Ovviamente Pasolini trova dentro il Miles Gloriosus, che è il prototipo di tutti i Capitani spagnoli e i Capitan Spaventa della Commedia dell’Arte, un mondo proletario (per usare una parola anacronistica ai tempi dell’Urbe plautina ma corretta per quella pasoliniana) in cui la beffa, la presa per i fondelli, lo sgarbo pesante, sono occasioni imperdibili per lo sghignazzo. Tuttavia in questa farsa c’è un’umanità – nel significato di genere umano e di sentimento di solidarietà e di comprensione verso il prossimo – ch’è fatta di giovani innamorati, di vecchi saggi, di servi astuti e giocosi, di donne villane ma amabili, di padroni bifolchi e vanagloriosi. Allora si può trasformare una farsa in una commedia sociale. Per farlo però ci vuole un regista che lavori e raffini la satira, termine derivante da lanx satura, piatto contadinesco che conteneva di tutto un po’ da mangiare nelle feste campagnole e anche composto di primizie della frutta da offrire agli dèi. Quindi non solo cavoli bolliti. Ci vuole un regista insomma che tragga ciò a cui plausibilmente pensava Pasolini, uno studio di costume sostenuto da un’azione costruita su una beffa feroce del servo Palestrione ai danni del borioso e lascivo Pirgopolinice con l’intento benevolo di salvare l’amore fra il giovane Pleusicle e la bella Filocomasio. Infatti il testo s’abbandona sovente a espressioni volgari e a un romanesco greve, però è scandito da doppi settenari rimati. Quindi chiede di affrontare la contraddizione dell’unione fra la beceraggine e la raffinatezza per superarla.

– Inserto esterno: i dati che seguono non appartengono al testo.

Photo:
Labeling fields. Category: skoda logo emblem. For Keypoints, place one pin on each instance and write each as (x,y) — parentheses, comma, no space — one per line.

Non basta che la scenografa del Vantone in cartellone all’Arcobaleno di Roma, Angela Gallaro Goracci, allestisca due cubi a mo’ di baracca di periferia romana ricoperti di décollages alla Mimmo Rotella. Perché poi la regia di Nicasio Anzelmo sembra chiedere solo una cosa ai suoi interpreti: di spingere, spingere e ancora spingere verso il basso, il grossolano, l’esagerazione. È facile fare plebea la plebe, molto più difficile trasformare il gesto dell’ombrello in una dichiarazione politica. Di Gallarano Goracci anche i costumi da figli dei fiori, anche questo un segno, l’indicazione di un’ipotesi registica e interpretativa che però non viene realizzata, un po’ come mettere un pianoforte in scena senza che qualcuno lo suoni. A Domenico Pantano il ruolo di Pirgopolinice mentre Nicolò Giacalone (del quale si nota l’energia) fa Palestrione. Assieme a loro Giovanni Di Lonardo, Paolo Ricchi, Fatima Romina Ali, Giacomo Mattia, Anna Lisa Amodio, Claudia Salvatore.